2. carries out procedural management of the pre-trial investigation, yet does not have the right to take any investigative action, such as questioning or searches. That is, prosecutor’s office can start a proceeding, but it will be investigative bodies that will be “knocking on doors.”

The source of information that to start an investigation can be:

1. a report filed on commission of a criminal violation

2. independent discovery of relevant information

What is interesting, when the prosecutor’s office receives an application on an illegally held tender, it is obliged to enter data into the Unified Register within 24 hours of receipt and start an investigation regardless of whether the application received has sufficient information on the crime committed or not. In the event of inaction and failure to enter data into the Unified Register, the prosecutor’s action can be disputed within 10 days.

Representation in the Economic Proceeding

Prosecutor’s office can represent the national interests not only in a criminal proceeding, but also in an economic one. This power is based on Economic Procedural Code of Ukraine (Art. 53) and the Law of Ukraine “On Prosecution” (Art. 23). The aforementioned articles specify that the prosecutor represents the legal interests of the state in court in case of a violation of threat of violation of the national interest.

What is the national interest in this case and what does it have to do with public procurement? In fact, all schools, kindergartens, hospitals and even state-owned enterprises which were created for public funds function in order to satisfy the needs of the state and its citizens. By procuring something, the institution satisfies the state’s need for certain goods/works/services. In case if such procurement is held illegally, the state is under threat to suffer losses in the form of failure to receive such goods/works/services, receipt of low-quality goods/works/services or their receipt for prices which are higher than the market prices. It applies to all kinds of procurement, both pre-threshold and above-threshold.

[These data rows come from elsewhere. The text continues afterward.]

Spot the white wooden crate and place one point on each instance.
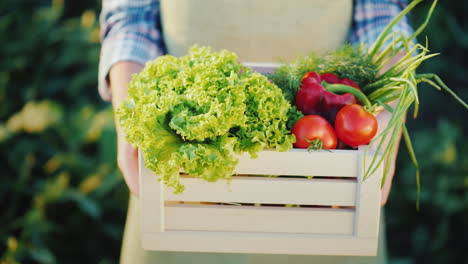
(338, 212)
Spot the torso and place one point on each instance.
(257, 30)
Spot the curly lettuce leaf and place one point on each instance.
(199, 112)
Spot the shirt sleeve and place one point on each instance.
(372, 16)
(130, 31)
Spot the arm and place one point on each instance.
(370, 18)
(130, 37)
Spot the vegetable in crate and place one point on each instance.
(365, 65)
(198, 112)
(314, 99)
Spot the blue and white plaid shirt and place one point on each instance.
(130, 30)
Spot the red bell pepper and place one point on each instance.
(313, 97)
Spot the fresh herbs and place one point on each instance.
(198, 112)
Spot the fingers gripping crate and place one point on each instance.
(333, 213)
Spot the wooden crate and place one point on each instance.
(338, 212)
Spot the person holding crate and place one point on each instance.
(137, 31)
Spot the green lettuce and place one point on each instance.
(197, 113)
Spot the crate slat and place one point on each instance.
(259, 219)
(266, 243)
(337, 163)
(268, 190)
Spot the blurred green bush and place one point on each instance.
(62, 199)
(438, 233)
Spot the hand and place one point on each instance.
(127, 156)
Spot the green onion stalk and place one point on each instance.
(399, 83)
(395, 89)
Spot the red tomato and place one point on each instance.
(311, 78)
(330, 78)
(355, 126)
(312, 127)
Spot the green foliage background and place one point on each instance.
(62, 199)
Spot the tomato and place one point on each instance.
(313, 127)
(355, 126)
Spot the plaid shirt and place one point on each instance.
(130, 30)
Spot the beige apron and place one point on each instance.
(258, 31)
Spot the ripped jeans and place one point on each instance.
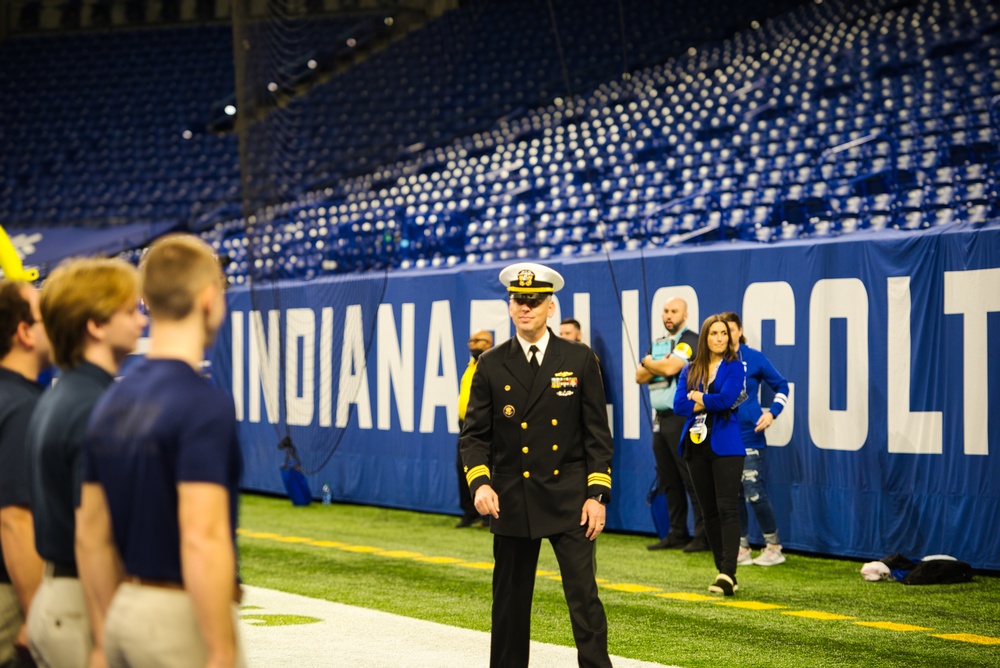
(754, 491)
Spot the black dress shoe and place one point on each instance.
(697, 545)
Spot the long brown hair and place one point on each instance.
(698, 372)
(730, 316)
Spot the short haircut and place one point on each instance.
(81, 290)
(14, 309)
(174, 270)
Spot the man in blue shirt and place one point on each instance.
(156, 532)
(24, 354)
(91, 312)
(660, 369)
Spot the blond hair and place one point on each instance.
(174, 270)
(81, 290)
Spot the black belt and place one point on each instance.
(57, 570)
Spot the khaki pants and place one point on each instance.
(150, 627)
(58, 627)
(11, 619)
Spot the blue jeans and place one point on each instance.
(754, 491)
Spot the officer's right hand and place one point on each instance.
(487, 502)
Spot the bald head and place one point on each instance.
(674, 315)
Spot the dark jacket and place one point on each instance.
(542, 442)
(724, 424)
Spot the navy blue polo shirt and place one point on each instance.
(18, 397)
(55, 447)
(161, 425)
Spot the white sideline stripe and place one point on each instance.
(351, 636)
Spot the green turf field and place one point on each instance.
(806, 612)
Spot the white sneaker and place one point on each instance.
(770, 556)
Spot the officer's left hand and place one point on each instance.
(764, 422)
(593, 516)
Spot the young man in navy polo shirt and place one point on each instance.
(156, 532)
(91, 312)
(24, 354)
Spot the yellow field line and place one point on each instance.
(627, 587)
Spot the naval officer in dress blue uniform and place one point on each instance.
(537, 452)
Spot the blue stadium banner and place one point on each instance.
(891, 343)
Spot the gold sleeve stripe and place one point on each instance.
(477, 471)
(602, 479)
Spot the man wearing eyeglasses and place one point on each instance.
(537, 451)
(479, 342)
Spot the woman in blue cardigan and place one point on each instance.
(753, 422)
(708, 392)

In order to prevent such situations, the prosecutor’s office can file a lawsuit with the court. In the lawsuit or complaint it explains:

1. the damages caused to the national interests;

2. the need to protect these interests;

3. the reason for the prosecutor to file a lawsuit with the court determined by the law;

4. it also states the body authorized by the state to perform respective functions in controversial legal relations.

In cases on public procurement, the prosecutor’s office mostly represents the interests of the Ministry of Economic Development and Trade or the procuring entity in court, demanding to recognize the procurement agreement invalid. While there are often difficulties with criminal proceedings in part of proving the fact of a criminal wrongdoing, economic proceedings are mostly well-substantiated and are mostly satisfied by the court. In this context, the work of prosecution is quite effective, but due to stalling of cases, the decisions are often made when the agreement has in fact been already implemented.

A remarkable example of this practice is the decision of Economic Court of Rivne Oblast. According to the case materials, in 2016, the procuring entity held a tender for procurement of gas and concluded an agreement with the value of UAH 1.4 million. In the course of investigation, it was established that the winning participant uploaded the tender proposal the next day after the electronic auction. Besides, the letter was in the “black list of AMCU” and was not allowed to participate in bidding during three years. Such actions of a participant constitute sufficient reason to deny the latter. Rivne local prosecutor’s office filed a lawsuit in the interests of the Ministry of Economic Development to recognize the bidding results and the agreement invalid. The court fully satisfied the prosecutor’s demands. However, as of the date when the decision was made by the court, the payment transferred under this agreement constituted UAH 1.2 million.